Training new model using annotations from ner.manual

Hi,

I’m using customized ner.manual recipe to annotate sentences in the article which I think are the most relevant. I have a dataset with the annotations (that I get after using my recipe) but I’m not sure how can I use it to train the en_core_web_lg model so it can pick for me if the article is important or not, and if it is suggest the relevant sentences?

I tried using terms.to-patterns to create pattern file, but it returns the whole text of the document rater than the selected sentences.

If you’re annotating at the sentence level, you should really try using the textcat recipes instead of the NER recipes. The NER model doesn’t really have good features for the internal structure of the span — it reads the text one word at a time, and tries to predict the start and end positions.

After you’ve trained the model to predict the importance label, you can then use it to filter sentences for further processing, e.g. if you have more entity type labels you want to apply.

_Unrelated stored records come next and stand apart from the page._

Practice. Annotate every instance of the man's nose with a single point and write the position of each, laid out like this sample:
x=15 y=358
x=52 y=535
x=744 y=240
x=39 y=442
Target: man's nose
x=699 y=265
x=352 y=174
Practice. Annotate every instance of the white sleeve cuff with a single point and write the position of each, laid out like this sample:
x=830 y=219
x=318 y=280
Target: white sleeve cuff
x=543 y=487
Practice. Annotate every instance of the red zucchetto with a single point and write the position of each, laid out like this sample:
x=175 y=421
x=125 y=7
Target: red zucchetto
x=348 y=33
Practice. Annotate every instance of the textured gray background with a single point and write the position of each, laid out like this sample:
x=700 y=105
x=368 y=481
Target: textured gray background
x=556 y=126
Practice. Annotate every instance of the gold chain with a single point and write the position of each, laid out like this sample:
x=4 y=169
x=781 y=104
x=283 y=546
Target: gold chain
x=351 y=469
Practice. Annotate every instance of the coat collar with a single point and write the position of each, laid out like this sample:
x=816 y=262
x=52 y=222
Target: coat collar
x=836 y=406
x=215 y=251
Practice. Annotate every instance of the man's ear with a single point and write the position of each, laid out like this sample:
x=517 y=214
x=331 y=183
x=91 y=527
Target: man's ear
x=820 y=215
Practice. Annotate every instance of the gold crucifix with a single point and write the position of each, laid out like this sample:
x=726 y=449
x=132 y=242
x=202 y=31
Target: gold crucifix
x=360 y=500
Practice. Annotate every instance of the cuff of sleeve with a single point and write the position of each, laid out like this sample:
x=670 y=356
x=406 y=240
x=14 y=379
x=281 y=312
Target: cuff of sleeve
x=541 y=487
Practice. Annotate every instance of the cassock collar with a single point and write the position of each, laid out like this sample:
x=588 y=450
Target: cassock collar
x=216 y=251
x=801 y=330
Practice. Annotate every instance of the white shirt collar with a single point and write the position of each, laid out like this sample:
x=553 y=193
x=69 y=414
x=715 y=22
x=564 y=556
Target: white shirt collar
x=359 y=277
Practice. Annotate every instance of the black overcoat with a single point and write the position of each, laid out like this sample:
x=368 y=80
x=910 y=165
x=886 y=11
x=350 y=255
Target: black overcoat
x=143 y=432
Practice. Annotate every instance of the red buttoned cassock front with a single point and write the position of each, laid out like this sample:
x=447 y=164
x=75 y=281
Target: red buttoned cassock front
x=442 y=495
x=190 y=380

We’re planning to write a more detailed guide about this, but I think a common difficulty people have with NLP is that a lot of the most important decisions are about how to break your application needs down into some set of learning problems. For instance, in your case you’ve seen that you need labelled spans, where the spans are sentences and the label is “is it important?”. The NER model takes text and outputs labelled spans – so it seems like a natural choice! However, there are other possible solutions, especially by composing rule-based and ML approaches.

If you know the spans will be sentences, then the learning problem can be much easier if you impose that constraint upfront, since sentences are reasonably easy to detect. This makes the learning problem much easier: the model only has to learn the importance label, instead of having to learn the label jointly with the definition of a sentence. The joint approach takes a lot more data to train, because the model has to get two pieces of information correct at once. While it’s still making errors on the sentence boundaries, it can’t tell that it’s making progress on the importance labelling, and vice versa.

Thank you for your reply!

I’m still not entirely sure how should I approach my problem.

I’m only using 1 label, lets say IMPORTANT and I have a bunch of articles that contain certain key words that might have more than one meaning, such as “target”. At the moment I’m using ner.manual to display the whole body of the article. If article relates to “target” as a company and contains some relevant informations (e.g. latest profits etc. ) I label the relevant sentences (not the whole text) as IMPORTANT and chose accept, however when I come across irrelevant document (regarding “target” in other context than company name) I simply click reject. I would like to be able to train the model so in the future it can filter the relevant articles automatically and pick the important sentences for me.

Do I understand you correct, should it be split into 2 separate tasks? First picking the relevant document and then picking the important sentence?